Er sagte weiter: "Heute rufen wir alle Schwestern und Brüder auf, sich unserem frontalen Kampf gegen die Korruption anzuschließen. ... Wir brauchen alle, um die Erneuerung unseres Landes zu schaffen. Nur ein organisiertes und wachsames Volk kann die Rückkehr der Fujimori-Diktatur verhindern. … Ich hätte niemals gedacht, dass ein Landschullehrer, Rondero und Bauer so heftig attackiert werden würde, nur weil er eine Botschaft der Hoffnung zum Ausdruck bringt, für die Wiedergewinnung des Heimatlandes und seiner Souveränität, zum Wohl aller meiner peruanischen Geschwister.
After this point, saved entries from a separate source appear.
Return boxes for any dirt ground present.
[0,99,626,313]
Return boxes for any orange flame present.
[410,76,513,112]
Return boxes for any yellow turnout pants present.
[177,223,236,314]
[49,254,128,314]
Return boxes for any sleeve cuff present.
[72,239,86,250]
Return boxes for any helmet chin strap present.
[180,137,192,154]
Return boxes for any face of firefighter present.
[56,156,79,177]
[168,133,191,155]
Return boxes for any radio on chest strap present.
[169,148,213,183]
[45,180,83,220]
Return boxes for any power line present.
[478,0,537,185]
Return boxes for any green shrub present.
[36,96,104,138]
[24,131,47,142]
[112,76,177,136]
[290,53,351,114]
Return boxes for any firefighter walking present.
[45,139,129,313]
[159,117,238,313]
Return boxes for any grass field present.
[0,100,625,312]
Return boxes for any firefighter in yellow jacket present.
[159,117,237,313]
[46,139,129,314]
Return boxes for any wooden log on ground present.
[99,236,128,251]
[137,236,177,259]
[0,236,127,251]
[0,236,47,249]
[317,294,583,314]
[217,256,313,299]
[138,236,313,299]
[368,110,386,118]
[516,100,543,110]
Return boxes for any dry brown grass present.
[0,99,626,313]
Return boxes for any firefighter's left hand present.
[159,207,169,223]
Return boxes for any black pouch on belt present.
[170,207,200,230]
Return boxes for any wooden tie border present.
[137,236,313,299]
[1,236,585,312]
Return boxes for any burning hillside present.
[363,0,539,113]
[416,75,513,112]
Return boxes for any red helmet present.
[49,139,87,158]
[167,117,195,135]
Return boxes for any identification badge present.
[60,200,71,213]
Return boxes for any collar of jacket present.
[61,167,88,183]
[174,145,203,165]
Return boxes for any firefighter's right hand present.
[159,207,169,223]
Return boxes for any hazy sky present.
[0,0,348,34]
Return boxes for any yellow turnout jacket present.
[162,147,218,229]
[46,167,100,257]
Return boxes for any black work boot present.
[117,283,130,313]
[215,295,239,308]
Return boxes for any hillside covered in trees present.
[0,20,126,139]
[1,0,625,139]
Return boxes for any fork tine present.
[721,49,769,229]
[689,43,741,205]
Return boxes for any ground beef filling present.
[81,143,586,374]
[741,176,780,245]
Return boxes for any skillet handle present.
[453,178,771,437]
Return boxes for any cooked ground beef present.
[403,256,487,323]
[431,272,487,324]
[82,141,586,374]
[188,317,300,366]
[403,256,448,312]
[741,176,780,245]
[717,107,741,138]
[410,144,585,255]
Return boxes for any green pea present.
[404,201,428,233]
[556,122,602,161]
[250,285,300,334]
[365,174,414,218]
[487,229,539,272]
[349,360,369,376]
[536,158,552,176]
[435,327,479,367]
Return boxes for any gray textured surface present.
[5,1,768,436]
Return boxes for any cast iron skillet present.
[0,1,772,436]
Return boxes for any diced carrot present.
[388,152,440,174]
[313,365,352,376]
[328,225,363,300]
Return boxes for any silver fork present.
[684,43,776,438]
Am 28. Juli werden wir mit dem Vertrauen, das ihr mir entgegenbringt, den ersten Stein eines souveränen Heimatlandes mit Rechtssicherheit legen, in dem wir alle in Frieden mit Freiheit und sozialer Gerechtigkeit leben können. Nur so werden wir unseren Nachkommen ins Gesicht schauen können, und ohne Scham."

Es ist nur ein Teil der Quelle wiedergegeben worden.